Wie aus malerischer Urmaterie holt Zimbrich 1964 kraftvolle Formen heraus, beim Gemälde „Dem Erfinder der Braun‘schen Röhre“ oder beim magisch geschwärzten Bild „Ordnung in Damaskus“. Im gleichen Jahr zeigte er sich in der Malreihe „Aus dem Indianerleben“ auch mit Farbkreide und Tusche als lustvoller Erneuerer des deutschen Expressionismus. Dann drängte sich die englische und amerikanische Pop Art in den Vordergrund, auch Zimbrich war fasziniert.

Mit einer großen Prise Humor schuf er seine Serie „Eleganter Realismus“ mit Porträts, Modebildern und Collagen auf PVC-Folie. Für diese Zeit stehen in der Schau Arbeiten von 1966/67 wie „Kleid mit Blümchenmuster“, das ironische Diptychon „Große Krawatte“ oder die rotlippig-leeren Gesichter bei „Urteil des Paris“.

In den 70er Jahren stellte an Zimbrich sein Schulleiter-Beruf besonders hohe Anforderungen, daneben brachte er mit großer Geduld jungen Kunstlehrern den Unterschied zwischen „Strukturen“ und „Superstrukturen“ bei. In den 80er Jahren entwickelte er ein feines Empfinden für Papierarbeiten im kleineren Format, dem er mit Deckfarbe, Collage und Farbstift delikate Reize abgewann.

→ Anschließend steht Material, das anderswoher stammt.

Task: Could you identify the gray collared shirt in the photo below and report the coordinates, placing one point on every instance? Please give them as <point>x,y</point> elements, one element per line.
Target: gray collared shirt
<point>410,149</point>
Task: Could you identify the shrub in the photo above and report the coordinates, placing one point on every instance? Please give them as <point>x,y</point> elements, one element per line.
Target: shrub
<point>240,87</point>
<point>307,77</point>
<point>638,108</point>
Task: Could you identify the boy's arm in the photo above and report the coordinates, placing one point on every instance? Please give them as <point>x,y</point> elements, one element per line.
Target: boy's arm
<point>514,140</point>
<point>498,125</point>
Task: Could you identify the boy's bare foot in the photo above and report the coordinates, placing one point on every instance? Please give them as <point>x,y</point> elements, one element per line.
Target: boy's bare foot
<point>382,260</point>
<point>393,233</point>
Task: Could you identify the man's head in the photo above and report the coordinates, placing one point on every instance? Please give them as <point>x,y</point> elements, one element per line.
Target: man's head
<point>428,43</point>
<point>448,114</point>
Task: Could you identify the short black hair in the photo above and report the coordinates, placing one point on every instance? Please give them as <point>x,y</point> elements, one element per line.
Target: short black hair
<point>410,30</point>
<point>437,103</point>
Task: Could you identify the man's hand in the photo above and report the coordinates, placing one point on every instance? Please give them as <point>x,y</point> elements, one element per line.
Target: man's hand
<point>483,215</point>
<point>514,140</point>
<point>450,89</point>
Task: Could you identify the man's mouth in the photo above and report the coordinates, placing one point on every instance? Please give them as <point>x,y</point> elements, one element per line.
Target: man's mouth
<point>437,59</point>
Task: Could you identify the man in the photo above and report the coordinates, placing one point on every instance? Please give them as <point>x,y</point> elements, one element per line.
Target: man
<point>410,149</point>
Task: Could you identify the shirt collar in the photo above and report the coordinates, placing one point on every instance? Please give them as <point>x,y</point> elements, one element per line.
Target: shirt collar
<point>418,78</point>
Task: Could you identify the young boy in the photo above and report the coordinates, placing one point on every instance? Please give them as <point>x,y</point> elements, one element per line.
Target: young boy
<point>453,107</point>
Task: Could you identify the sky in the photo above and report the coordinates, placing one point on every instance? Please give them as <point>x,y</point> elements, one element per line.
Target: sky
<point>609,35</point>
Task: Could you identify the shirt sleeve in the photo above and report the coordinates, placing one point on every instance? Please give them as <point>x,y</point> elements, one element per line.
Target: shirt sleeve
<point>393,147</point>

Offen war er dazu für Landschaftsdarstellung in fein gefügter wie collagierender Art wie bei „Falaises“, „Küsten“ oder „Landbrücke“. In den 90er Jahren ging er zu energiereicher Acrylmalerei über mit den flammenden Rottönen: in Collage-Serien wie „Erosion“, „Schichtung“ oder „Sanduhren“ wie auch in Holzreliefs und Xylomontagen der Serie „Zinnoberrhombe“. Längst hatte sich der Künstler auch in Typografie und Setzen fortgebildet, was nicht nur beim Buchdruck „Ja so eine Panne“ 2011 zu herausragenden Resultaten führte. Oft in Kooperation mit dem Neu-Isenburger Drucker und Setzer Klaus Münchschwander gelangen ihm gerade in der Technik des Druckens mit gesägten Holzstöcken überzeugende Blätter und Künstlerbücher, die man auch im renommierten Offenbacher Klingspor-Museum der Buch- und Schriftkunst mit großer Freude ausstellt. Daneben sind Zimbrichs Malerei, Grafik und Typografie inzwischen in vielen Sammlungen im In- und Ausland zu finden. So kann man heute mit Recht sagen: Mit Zimbrich wirkte in der Region zudem ein sozial und politisch engagierter Pionier klassisch moderner Kunst, der Maßstäbe setzte. Den Beweis erbringt die Stadtgalerie durchaus sehenswert.

Die Öffnungszeiten

der Ausstellung über Walter Zimbrich in der Stadtgalerie, Schulgasse 1, über dem Bürgeramt sind montags bis donnerstags von 7 bis 18 Uhr, freitags von 7 bis 13 Uhr und samstags von 8.30 bis 12.30 Uhr.